Le Tôhoku (18) Le nord-est contre l'empire (2)

Philologie d'Orient et d'Occident (246)

                           Le 24/09/2013, Tokyo    K.

Le nord-est contre l'empire (2)     Le Tôhoku (18)

 

                                                           DSC_0023

                                                           Crêtes-de-coq par Misao Wada

 

   Le 50e empereur Kanmu 桓武 marqua en 794 la fin de l'époque Nara par le transfert de la capitale impériale de Nara à Kyoto. Son règne de 25 ans, dit Enryaku 延暦, commença dès l'an 782 du calendrier chrétien. C'est Kanmu qui ordonna la compilation en chinois du Shoku-Nihongi 続日本紀 (achevé en 791), la seconde des six chroniques officielles de l'empire Rikkoku-shi (cf. billets 113, 124) qui devait relayer le Nihon-shoki compilé en 720.

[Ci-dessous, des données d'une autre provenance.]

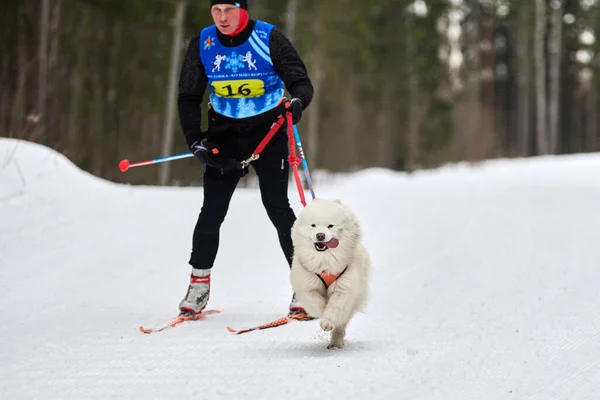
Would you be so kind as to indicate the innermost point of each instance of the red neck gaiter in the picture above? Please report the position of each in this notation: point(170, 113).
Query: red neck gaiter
point(244, 17)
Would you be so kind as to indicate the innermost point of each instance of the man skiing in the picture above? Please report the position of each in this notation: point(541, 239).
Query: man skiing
point(245, 64)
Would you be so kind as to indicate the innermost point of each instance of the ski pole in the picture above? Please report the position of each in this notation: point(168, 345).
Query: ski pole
point(304, 164)
point(124, 165)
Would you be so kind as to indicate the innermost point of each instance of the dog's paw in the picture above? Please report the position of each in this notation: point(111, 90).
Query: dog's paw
point(326, 324)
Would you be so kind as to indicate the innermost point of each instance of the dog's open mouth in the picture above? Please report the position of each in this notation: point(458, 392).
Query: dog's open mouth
point(331, 244)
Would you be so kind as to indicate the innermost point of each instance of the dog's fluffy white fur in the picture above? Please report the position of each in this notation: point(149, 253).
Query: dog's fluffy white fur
point(319, 224)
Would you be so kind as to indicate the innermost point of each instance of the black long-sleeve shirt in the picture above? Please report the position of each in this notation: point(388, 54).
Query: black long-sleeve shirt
point(193, 80)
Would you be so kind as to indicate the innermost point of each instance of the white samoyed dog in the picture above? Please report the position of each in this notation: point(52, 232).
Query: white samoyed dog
point(331, 268)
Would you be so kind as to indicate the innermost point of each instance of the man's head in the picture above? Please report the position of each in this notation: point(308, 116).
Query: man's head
point(226, 14)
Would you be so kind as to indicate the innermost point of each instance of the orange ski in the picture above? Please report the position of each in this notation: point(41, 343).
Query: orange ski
point(178, 320)
point(279, 322)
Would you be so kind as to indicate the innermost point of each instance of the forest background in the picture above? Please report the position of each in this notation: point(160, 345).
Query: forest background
point(399, 84)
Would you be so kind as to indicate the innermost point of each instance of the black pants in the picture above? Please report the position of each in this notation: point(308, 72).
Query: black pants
point(272, 169)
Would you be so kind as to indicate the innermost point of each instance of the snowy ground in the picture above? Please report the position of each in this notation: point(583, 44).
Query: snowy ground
point(484, 288)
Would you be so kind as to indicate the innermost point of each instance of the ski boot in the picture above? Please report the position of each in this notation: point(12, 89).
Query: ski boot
point(198, 293)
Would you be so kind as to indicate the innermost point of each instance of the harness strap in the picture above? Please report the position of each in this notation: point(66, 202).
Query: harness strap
point(328, 278)
point(293, 160)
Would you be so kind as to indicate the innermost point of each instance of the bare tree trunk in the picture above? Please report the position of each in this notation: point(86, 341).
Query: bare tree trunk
point(165, 170)
point(4, 99)
point(290, 20)
point(591, 119)
point(54, 109)
point(76, 83)
point(19, 99)
point(543, 145)
point(43, 66)
point(524, 84)
point(555, 47)
point(467, 113)
point(487, 143)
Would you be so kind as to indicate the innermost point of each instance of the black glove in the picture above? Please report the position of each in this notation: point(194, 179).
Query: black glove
point(296, 109)
point(207, 153)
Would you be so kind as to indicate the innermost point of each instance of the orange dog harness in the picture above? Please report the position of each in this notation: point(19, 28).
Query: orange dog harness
point(328, 278)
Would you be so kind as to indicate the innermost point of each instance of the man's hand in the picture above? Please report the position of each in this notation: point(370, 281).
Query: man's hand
point(296, 109)
point(206, 153)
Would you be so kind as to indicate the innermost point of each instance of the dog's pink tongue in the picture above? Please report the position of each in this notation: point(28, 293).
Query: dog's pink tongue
point(332, 244)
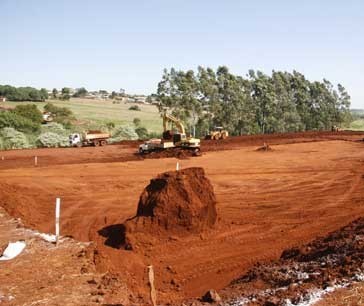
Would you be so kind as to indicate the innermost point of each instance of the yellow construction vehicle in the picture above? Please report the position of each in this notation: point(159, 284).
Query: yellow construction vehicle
point(217, 133)
point(171, 139)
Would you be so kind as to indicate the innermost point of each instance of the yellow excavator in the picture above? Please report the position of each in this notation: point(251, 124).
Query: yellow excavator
point(217, 133)
point(171, 139)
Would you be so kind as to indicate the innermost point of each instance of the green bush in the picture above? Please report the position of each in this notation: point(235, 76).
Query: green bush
point(29, 111)
point(13, 139)
point(62, 115)
point(52, 140)
point(137, 122)
point(135, 108)
point(56, 128)
point(142, 132)
point(123, 132)
point(20, 123)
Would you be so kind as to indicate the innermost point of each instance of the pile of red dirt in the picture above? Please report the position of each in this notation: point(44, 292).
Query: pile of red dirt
point(174, 203)
point(175, 152)
point(329, 262)
point(265, 148)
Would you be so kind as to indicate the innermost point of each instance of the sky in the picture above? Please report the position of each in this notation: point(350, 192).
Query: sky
point(113, 44)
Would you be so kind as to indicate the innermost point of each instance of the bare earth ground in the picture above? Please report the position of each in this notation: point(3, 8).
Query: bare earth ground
point(309, 185)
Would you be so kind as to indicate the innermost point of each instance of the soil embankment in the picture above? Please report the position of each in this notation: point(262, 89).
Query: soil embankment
point(265, 203)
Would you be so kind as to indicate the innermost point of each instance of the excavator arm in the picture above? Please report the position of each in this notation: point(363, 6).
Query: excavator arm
point(169, 118)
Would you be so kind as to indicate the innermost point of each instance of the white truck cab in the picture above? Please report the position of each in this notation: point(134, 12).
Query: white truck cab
point(75, 140)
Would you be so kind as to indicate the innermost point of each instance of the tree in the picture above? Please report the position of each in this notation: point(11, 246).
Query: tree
point(62, 115)
point(20, 123)
point(29, 111)
point(137, 122)
point(135, 108)
point(258, 103)
point(80, 92)
point(54, 93)
point(66, 93)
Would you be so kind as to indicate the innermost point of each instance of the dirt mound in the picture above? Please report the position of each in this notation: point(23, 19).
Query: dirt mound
point(175, 152)
point(333, 261)
point(265, 148)
point(174, 203)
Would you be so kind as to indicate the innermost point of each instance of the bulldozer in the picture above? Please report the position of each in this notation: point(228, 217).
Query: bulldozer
point(170, 138)
point(217, 133)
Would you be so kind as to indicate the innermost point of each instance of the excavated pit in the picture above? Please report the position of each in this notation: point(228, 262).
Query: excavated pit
point(175, 203)
point(302, 272)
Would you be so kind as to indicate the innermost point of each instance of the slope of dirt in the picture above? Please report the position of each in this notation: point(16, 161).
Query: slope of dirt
point(334, 260)
point(45, 274)
point(174, 203)
point(127, 150)
point(266, 203)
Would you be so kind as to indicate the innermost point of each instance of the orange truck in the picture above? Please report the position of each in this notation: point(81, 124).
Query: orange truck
point(89, 138)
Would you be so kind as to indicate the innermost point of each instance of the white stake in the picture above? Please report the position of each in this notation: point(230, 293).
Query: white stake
point(153, 293)
point(58, 212)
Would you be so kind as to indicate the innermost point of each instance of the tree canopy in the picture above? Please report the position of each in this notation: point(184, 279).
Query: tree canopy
point(23, 93)
point(257, 103)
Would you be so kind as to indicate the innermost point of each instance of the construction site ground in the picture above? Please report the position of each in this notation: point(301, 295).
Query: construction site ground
point(306, 186)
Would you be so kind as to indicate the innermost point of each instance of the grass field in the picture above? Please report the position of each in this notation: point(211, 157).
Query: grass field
point(93, 113)
point(357, 125)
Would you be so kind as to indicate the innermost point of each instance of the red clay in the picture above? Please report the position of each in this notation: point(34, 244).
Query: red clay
point(265, 203)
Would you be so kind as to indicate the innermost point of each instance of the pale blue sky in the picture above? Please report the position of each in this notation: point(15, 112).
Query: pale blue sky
point(111, 44)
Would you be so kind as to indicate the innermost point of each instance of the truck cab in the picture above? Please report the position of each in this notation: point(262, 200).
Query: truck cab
point(75, 140)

   Le 10 mars (calendrier lunaire) de la huitième année de son règne, un important contingent de l'armée impériale fut réuni aux confins nord-est de l'empire. Le Shoku-Nihongi fit état de ces manœuvres militaires:

   «諸国軍會於陸奥多賀城分道入賊地 toute l'armée de l'empire, réunie sous la citadelle Taga du pays de Mutsu, pénétra par plusieurs chemins dans le pays des rebelles (tr. par K.)» (Shoku-Nihongi, Tokyo, Yoshikawa-kôbun-kan, 1982, vol. 2, p. 534).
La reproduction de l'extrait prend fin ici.